Tuesday 1 April 2014

Surat untuk Mantan

Untukmu, pemilik rindu.
Apa kabar hari-harimu? Apakah masih sibuk dan terlalu mengganggu? Asal kamu tahu, aku masih menolak untuk mengerti masalahmu yang itu. Maaf. Dan, apa kamu masih belum menganggapnya bukan sebuah masalah? Sudah, lupakan! Kamu tahu apa yang kamu lakukan, aku masih seyakin dulu. Baiklah, aku tidak bisa menahan untuk tidak menanyakannya. Bagaimana kabarmu? Apakah sudah berubah?
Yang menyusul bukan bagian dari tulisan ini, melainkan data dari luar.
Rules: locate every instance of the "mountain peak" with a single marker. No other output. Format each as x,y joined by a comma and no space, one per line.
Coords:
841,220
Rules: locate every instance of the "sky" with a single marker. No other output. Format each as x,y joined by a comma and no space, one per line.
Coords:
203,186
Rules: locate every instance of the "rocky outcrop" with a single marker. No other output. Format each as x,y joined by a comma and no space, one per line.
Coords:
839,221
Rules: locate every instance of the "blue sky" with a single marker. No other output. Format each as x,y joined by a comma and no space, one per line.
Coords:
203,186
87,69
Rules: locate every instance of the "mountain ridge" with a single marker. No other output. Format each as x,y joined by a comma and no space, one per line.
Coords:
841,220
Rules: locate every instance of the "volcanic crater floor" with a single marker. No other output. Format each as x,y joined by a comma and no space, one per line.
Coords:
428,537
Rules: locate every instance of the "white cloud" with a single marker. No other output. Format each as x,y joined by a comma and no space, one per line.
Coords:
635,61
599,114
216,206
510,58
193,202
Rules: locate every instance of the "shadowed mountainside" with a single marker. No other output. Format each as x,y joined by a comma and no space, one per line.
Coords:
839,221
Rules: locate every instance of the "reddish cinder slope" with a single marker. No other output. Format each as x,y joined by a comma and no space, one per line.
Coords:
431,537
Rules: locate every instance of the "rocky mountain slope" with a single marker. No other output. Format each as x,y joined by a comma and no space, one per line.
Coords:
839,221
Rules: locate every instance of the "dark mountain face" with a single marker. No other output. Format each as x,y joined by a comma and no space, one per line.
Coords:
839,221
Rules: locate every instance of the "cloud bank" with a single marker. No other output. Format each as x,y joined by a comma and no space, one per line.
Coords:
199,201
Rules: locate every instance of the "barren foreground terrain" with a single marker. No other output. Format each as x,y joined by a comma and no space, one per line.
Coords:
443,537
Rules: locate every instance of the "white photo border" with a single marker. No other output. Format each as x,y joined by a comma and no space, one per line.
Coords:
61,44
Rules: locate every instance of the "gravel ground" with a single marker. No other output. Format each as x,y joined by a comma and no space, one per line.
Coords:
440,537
Sejujurnya, aku tidak berharap banyak. Aku tahu, kamu mampu mengatakan ‘baik-baik saja’ jika memang harus mengatakannya, kamu hanya akan ‘pindah’ jika telah menemukan alasannya. Hanya saja, ada perasaan yang menggerutuku jika hal ini tidak kusampaikan padamu. Tentang kita dan masa lalu. Surat ini akan memberitahu.

Untukmu, yang dirindu.
Kamu tahu, waktu merupakan sahabat paling kejam? Di satu sisi dia setia menemenamiku merajut penantian, tapi di sisi lain, diam-diam dia mengikis pertahananku hingga jatuh berdebam, lalu karam. Yang akhirnya, jeraku tak mampu lagi diredam. Jangan salah sangka, aku mengatakan ini bukan untuk menyalahkannya. Bukan juga untuk mencari siapa yang salah. Pada dasarnya kita sama-sama tahu, pilihanlah yang membuat kita satu sama lain terluka. Aku memilih melepaskan, sedang kamu menawarkan kembali sebuah pertahanan. Kamu tahu, aku bisa. Aku tahu, saat itu aku dan kamu mungkin akan lebih terluka. Dan kita tidak pernah menyangka, menyerah mampu mengantarkan kita menemukan sebuah jalan. Yaitu jalan yang pada awalnya  kita tempuh bersama, namun ternyata tidak membawa kita pada tujuan yang serupa. Aku dan kamu memiliki ujung jalan yang terpisah. Aku tidak menganggapnya sebagai kesalahan, aku harap kamu juga paham.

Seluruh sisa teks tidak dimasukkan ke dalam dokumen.